Thales-Raytheon Systems Company LLC
- Company type: Private joint venture
- Industry: Aerospace, defence
- Founded: June 2001
- Headquarters: Massy, France Fullerton, California, United States
- Key people: Philippe Duhamel (Chief Executive Officer)
- Products: Air operation command and control systems, battlefield radars, ground-based weapon-locating radars, surveillance radars
- Services: Maintenance, repair, logistic support, technical assistance, software support, test benchmarking, upgradation and system life extension services
- Owner: Raytheon Technologies (50%) Thales Group (50%)
- Number of employees: 1,600
- Website: www.thalesraytheon.com

= ThalesRaytheonSystems =

French-American Joint Venture

Thales-Raytheon Systems Company LLC (ThalesRaytheonSystems or TRS) is an aerospace and defence company co-headquartered in Massy, France and Fullerton, California, United States. It is operated as a 50:50 joint venture between Raytheon Technologies (formerly Raytheon Company) and Thales Group.

ThalesRaytheon was formed in June 2001 to combine the radar and Command, Control, Communications, Computers and Intelligence or C4I systems product lines of the two firms. aerospace control systems. In addition to the supply of various defense electronics systems, the company provides maintenance, repair, logistic support, technical assistance, software support, overhaul, and system life extension services to end users.

==History==
On 16 December 2000, French electronics and defense specialist Thales S.A. and American defense contractor Raytheon Company announced the creation of ThalesRaytheon Systems. Prior to this, the two companies already cooperated on 17 individual programs of various sizes; they both possessed extensive military electronics product lines that generated between $500 million and $700 million in annual revenue by 2000. Upon its formation, ThalesRaytheon Systems held roughly 40 percent of the global market for air defense command and control centers, air defense radars and battlefield surveillance systems.

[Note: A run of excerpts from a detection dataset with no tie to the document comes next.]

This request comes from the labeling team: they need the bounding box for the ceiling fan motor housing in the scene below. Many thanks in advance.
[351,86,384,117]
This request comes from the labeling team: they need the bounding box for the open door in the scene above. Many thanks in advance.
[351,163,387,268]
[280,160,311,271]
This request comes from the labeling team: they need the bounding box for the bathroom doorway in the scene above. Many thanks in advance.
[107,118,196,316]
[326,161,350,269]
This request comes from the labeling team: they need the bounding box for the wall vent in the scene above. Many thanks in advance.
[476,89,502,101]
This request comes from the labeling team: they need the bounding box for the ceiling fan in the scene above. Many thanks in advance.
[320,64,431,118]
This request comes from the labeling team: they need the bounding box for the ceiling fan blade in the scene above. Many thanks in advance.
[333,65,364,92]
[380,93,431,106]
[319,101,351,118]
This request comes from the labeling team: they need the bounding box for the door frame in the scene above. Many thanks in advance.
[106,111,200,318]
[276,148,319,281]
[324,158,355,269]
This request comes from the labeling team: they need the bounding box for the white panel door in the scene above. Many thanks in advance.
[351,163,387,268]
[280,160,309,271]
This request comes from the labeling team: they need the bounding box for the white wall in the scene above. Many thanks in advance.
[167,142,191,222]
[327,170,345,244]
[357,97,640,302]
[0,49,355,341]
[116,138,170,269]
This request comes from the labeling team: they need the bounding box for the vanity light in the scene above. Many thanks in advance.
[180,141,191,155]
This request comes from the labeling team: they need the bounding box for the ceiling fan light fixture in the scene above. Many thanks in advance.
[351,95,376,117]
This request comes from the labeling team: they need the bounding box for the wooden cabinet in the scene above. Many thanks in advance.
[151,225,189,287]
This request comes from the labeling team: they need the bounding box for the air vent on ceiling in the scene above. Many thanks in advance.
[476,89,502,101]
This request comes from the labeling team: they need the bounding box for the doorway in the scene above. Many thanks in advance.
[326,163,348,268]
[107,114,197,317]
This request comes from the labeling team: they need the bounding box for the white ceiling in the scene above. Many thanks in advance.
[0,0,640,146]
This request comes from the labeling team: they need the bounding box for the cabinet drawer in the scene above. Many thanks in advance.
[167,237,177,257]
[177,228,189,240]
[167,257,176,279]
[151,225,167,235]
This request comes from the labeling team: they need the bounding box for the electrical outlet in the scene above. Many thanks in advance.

In March 2002, ThalesRaytheonSystems received a contract valued at roughly $99 million from the French defence procurement agency (DGA) to deliver the first version of the mobile command and control centre (C3M); this system formed the deployable component of France’s Air Command and Control System.

During 2008, American defense conglomerate Lockheed Martin entered into a commercial relationship with ThalesRaytheonSystems to deliver NATO's Theater Missile Defence capability. During July 2018, Lockheed Martin and ThalesRaytheonSystems signed a teaming agreement to deepen their cooperation and to jointly pursue the provision of a territorial Ballistic Missile Defence (BMD) command and control capability to NATO member states.

In February 2011, ThalesRaytheonSystems, was awarded a contract by NATO ACCS Management Agency (NACMA) to implement various enhancements to the Air Command and Control System (ACCS) as a part of the Active Layered Theatre Ballistic Missile Defence (ALTBMD). The improvements included sensor and weapon system configuration, management and coverage, air and missile track processing, dissemination, classification, display and alerting modifications. Four years later, the firm was awarded a follow-on contract covering further functionality improvements by NATO.

During June 2016, ThalesRaytheonSystems was restructured at the direction of its parent companies, it was restructured to focus solely on NATO agencies and NATO member nations for the delivery of the Air Command and Control System, Theatre Missile Defense, and Ballistic Missile Defense. The joint venture's former business in ground-based radars and non-ACCS-related air command and control systems transitioned back to their parent companies.

In July 2019, Italian aerospace conglomerate Leonardo S.p.A. signed a memorandum of understanding with ThalesRaytheonSystems to cooperation on air command and control system (ACCS) for NATO customers.